Na visão com, o narrador limita-se ao saber da própria personagem sobre si mesma e sobre os acontecimentos. Renunciando à visão de um Deus que tudo sabe e tudo vê, assume-se aqui a plena liberdade da criatura jogada no mundo, capaz de, na visão de Sartre, assumir o nada para ser.

Por fim, na visão de fora o narrador limita-se a descrever os acontecimentos, falando do exterior, sem que possamos nos adentrar nos pensamentos, emoções, intenções ou interpretações das personagens.
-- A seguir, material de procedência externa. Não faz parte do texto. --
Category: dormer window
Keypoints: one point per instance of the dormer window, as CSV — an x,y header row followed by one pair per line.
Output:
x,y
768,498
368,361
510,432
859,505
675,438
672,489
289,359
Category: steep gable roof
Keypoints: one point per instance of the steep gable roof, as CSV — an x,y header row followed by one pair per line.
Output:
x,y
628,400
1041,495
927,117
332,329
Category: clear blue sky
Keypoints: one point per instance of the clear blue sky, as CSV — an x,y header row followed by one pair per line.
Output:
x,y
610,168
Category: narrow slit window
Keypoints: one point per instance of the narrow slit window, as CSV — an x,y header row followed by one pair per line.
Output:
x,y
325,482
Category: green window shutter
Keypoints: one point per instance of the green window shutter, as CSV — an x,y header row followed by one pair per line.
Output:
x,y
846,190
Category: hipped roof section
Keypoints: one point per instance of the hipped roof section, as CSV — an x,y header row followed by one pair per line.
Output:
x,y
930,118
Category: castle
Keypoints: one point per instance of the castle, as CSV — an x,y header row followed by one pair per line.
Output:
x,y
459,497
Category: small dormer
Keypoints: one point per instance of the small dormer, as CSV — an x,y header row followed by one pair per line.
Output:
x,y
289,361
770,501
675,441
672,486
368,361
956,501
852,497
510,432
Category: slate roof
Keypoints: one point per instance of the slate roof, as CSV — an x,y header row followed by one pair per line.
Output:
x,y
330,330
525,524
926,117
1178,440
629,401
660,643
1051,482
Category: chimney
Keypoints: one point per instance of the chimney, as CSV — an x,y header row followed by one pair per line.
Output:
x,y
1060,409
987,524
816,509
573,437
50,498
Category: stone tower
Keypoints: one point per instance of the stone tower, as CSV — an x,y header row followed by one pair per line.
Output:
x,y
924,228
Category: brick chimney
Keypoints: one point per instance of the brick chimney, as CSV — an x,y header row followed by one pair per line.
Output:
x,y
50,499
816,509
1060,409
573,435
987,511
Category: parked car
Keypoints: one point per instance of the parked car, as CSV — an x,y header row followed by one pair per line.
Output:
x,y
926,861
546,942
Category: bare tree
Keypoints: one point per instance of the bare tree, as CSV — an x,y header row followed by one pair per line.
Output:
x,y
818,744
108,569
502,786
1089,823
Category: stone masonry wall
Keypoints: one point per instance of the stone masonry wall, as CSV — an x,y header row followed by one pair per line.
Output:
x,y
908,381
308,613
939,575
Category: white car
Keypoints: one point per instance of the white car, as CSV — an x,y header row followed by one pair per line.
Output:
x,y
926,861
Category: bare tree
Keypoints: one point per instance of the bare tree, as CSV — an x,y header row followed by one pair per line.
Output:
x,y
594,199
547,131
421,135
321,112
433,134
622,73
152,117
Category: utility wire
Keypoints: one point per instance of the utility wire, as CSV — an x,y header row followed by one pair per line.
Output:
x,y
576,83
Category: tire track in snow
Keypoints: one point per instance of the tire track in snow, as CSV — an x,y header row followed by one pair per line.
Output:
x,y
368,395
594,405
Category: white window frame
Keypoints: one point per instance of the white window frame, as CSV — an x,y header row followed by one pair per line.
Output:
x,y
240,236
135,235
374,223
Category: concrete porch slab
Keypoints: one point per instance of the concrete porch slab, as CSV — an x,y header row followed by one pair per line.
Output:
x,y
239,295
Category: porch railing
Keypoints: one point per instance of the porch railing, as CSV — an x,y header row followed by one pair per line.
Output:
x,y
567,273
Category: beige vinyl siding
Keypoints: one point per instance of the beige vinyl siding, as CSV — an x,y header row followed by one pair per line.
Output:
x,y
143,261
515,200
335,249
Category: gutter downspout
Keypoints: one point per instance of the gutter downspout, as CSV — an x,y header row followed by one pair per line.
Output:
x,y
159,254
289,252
7_ Revisando as "visões": Maurice-Jean Lefebve

Segundo Maurice-Jean Lefebve, que reaproveita as categorias da visão de Jean Pouillon, a visão por detrás seria típica do romance clássico, especialmente o do século XIX; nele, diegese e discurso estão equilibrados. No romance de visão com, típico de certa linha dos romances do século XX, em primeira pessoa, que usam monólogo interior e o fluxo de consciência, haveria a predominância do ato do narrar sobre a diegese. Finalmente, a visão de fora, em que Lefebve aponta uma influência do cinema, característica, portanto, do século XX.

Lefebve também nos alerta para os silêncios da narração, as elipses, as indeterminações, os brancos, o que a narrativa omite, a começar por tudo aquilo que ela faz supor ter acontecido antes de ela se iniciar. E, problematizando, então, a sua própria distinção entre discurso e diegese vai mostrando as possibilidades de imbricamento entre eles, ou até mesmo a impossibilidade de separá-los rigidamente, pois a diegese acaba se confundindo com o enunciado, e este só tem existência pela enunciação, que, por sua vez, só se manifesta concretamente através daquele.

Lefebve corrige, assim, a parcialidade de Jean Pouillon que não considera a distinção entre narrador e autor implícito, pois o narrador, uma vez enunciado ou mesmo pelo próprio ato de enunciação, acaba se modificando num ser ficcional. Manter essa distinção, porém, é condição necessária para passar da análise meramente técnica para a análise ideológica dos textos literários.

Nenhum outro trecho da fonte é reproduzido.